Cadmium Hydroxide Nanowires for High Performance Supercapacitor by Chemical Bath Deposition

Cadmium hydroxide [Cd(OH)₂] has gained significant recognition as a promising material for supercapacitor electrodes due to its unique electrochemical characteristics. In this study, cost-effective chemical bath deposition (CBD) method was employed to synthesize Cd(OH)₂ nanowires on stainless-steel substrate at room temperature for use as a supercapacitor electrode. Characterization of synthesized Cd(OH)₂ nanowires was carried out using various techniques, including X-ray diffraction (XRD), Fourier transform Infrared spectroscopy (FTIR), and scanning electron microscopy (SEM).
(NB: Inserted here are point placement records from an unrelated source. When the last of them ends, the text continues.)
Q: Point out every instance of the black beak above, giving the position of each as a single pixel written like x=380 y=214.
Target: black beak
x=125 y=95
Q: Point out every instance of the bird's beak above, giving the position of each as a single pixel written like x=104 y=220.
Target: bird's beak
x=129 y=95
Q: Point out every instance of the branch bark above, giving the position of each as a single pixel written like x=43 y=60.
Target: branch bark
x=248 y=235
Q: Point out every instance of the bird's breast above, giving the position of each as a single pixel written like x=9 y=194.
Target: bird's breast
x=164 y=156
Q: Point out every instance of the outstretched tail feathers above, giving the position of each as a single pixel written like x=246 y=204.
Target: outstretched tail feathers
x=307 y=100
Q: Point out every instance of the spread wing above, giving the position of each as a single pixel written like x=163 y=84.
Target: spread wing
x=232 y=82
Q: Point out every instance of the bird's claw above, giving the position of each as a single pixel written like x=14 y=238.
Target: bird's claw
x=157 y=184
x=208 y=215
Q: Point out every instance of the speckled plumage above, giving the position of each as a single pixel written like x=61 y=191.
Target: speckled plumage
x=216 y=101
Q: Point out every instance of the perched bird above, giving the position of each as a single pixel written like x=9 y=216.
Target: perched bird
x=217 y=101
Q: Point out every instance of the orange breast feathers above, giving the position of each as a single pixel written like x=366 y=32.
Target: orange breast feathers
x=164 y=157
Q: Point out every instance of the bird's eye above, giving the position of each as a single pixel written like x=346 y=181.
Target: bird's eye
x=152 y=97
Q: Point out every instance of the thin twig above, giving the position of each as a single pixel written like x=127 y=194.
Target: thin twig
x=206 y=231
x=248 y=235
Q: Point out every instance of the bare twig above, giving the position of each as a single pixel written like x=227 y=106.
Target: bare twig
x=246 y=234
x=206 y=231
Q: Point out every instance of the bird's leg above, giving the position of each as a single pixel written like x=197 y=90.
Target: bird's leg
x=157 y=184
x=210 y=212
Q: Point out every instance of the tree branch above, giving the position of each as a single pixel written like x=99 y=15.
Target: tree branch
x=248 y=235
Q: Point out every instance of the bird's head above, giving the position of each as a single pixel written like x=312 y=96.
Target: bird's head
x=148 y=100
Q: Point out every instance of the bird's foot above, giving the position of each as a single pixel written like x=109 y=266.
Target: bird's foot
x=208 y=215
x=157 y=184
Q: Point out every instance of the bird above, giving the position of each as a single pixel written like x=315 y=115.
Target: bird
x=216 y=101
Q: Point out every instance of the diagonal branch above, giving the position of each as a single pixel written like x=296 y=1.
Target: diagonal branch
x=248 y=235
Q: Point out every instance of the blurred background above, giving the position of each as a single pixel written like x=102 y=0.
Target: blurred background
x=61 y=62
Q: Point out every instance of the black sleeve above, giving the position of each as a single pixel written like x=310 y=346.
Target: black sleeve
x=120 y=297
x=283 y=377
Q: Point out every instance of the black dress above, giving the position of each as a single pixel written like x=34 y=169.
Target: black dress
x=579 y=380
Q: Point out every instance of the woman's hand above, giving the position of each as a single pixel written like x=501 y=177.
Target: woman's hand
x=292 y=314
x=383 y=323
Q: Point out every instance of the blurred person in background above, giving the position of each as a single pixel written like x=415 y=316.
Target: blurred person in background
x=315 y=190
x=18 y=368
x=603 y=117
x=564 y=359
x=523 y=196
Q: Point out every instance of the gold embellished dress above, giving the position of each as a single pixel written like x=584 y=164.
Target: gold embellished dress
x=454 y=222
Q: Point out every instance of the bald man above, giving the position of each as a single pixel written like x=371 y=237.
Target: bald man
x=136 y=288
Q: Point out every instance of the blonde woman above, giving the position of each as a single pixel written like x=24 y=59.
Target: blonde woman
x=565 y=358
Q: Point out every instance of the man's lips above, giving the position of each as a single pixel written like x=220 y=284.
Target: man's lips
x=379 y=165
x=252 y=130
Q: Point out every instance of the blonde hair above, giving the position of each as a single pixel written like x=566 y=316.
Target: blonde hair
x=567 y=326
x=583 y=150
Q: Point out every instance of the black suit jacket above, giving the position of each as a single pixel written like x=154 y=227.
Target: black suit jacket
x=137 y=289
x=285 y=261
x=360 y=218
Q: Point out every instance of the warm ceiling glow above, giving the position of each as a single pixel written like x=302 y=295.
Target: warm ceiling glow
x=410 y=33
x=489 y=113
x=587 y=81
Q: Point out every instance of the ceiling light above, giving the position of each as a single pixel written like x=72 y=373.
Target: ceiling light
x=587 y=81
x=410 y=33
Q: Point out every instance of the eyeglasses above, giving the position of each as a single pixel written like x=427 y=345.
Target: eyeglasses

The XRD pattern confirmed pure phase formation of Cd(OH)₂. On the other hand, SEM studies revealed the formation of uniform and interconnected Cd(OH)₂ nanowires with a remarkable specific surface area of 23.96 m² g^-1, which is advantageous for improving interactions between the electrode and the electrolyte. Besides this, the electrochemical performance of Cd(OH)₂ electrode was tested using cyclic voltammetry (CV), galvanostatic charge-discharge (GCD), and electrochemical impedance spectroscopy (EIS) techniques by three-electrode cell configuration with a 1 M NaOH aqueous electrolyte. The electrochemical analysis demonstrated that the Cd(OH)₂ nanowire thin film electrode exhibited an impressive specific capacitance of 356 F g^-1 at a current density of 1 A g^-1. Furthermore, it displayed a long cycling life, with 74% retention of its initial capacitance after 5000 cycles measured at a scan rate of 100 mV s^-1.